Part 3 is devoted to alternative learning methods when the MAR/CAR assumption appears unreasonable. It is shown that an algorithm similar to the EM algorithm (and in special cases equivalent to the EM algorithm) can be used for incomplete data that is not CAR. An implementation of this algorithm (christened AI&M by the speaker, but sometimes also less fancifully called Alternating Kullback- Leibler Minimisation) for parameter learning in Bayesian networks shows that for non-CAR data better accuracy is obtained than with the EM algorithm. Furthermore, likelihood ratios of AI&M and EM computed parameters can be used for statistical tests of the CAR assumption relative to a given parametric model.

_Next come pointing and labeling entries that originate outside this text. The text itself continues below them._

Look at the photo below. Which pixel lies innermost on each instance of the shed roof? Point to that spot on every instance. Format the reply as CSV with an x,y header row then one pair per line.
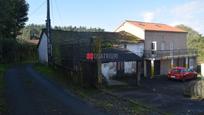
x,y
70,37
155,26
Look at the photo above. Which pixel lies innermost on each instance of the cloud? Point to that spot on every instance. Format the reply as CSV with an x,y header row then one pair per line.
x,y
190,14
148,16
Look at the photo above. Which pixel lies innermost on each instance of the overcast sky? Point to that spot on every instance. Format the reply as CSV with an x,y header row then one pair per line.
x,y
109,14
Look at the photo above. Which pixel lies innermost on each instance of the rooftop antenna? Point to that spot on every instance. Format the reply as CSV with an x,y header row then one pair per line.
x,y
48,28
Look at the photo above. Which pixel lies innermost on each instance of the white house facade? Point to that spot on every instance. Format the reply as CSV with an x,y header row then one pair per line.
x,y
43,49
164,46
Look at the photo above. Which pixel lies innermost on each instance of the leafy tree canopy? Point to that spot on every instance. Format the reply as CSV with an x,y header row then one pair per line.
x,y
13,15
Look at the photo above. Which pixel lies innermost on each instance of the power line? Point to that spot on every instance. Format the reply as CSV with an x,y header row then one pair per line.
x,y
58,12
38,8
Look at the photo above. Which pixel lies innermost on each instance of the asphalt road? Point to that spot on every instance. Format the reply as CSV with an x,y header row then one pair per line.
x,y
29,93
166,96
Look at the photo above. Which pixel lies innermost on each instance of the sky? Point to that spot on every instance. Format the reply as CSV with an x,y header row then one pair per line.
x,y
109,14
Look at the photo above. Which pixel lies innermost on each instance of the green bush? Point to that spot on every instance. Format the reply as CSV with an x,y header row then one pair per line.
x,y
13,52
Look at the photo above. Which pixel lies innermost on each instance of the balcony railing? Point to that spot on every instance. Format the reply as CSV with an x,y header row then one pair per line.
x,y
166,54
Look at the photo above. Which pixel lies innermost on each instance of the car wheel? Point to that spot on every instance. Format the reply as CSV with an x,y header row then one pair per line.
x,y
183,80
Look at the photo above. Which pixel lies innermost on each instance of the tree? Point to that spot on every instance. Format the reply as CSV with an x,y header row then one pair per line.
x,y
13,15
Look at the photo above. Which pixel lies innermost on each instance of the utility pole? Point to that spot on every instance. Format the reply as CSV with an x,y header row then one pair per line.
x,y
48,28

Shohei Shimizu and Yoshinobu Kawahara **Non-Gaussian methods for learning linear structural equation models**

Linear structural equation models (Linear SEM) are widely applied in many empirical studies including social sciences, neuroinformatics and bioinformatics. Estimation of linear SEMs for continuous variables typically uses covariance structure of data alone and poses serious identifiability problems so that many important models including path analysis models are indistinguishable with no prior knowledge on the structures. A linear acyclic model which is a special case of path analysis models is typically used to learn data generating processes. Covariance information alone is not sufficient to uniquely estimate such a linear acyclic model and in most cases cannot identify the full structure (path coefficients and path directions) of the model. Bentler (1983, Psychometrika) proposed that non-Gaussian structures of data could be useful to overcome such identifiability problems of covariance-based estimation of SEMs. Recently it was shown that use of non-Gaussianity allows the full structure of a linear acyclic model to be identified without pre-specifying any path directions between the variables (Shimizu et al., 2006, JMLR). The new method is based on a fairly recent statistical technique called independent component analysis (Hyvarinen et al., 2001, Wiley). The non-Gaussian framework has been extended in various directions for learning wider variety of SEMs. In this tutorial, we will first present an overview of non-Gaussian methods for learning SEMs and then go to some recent advances.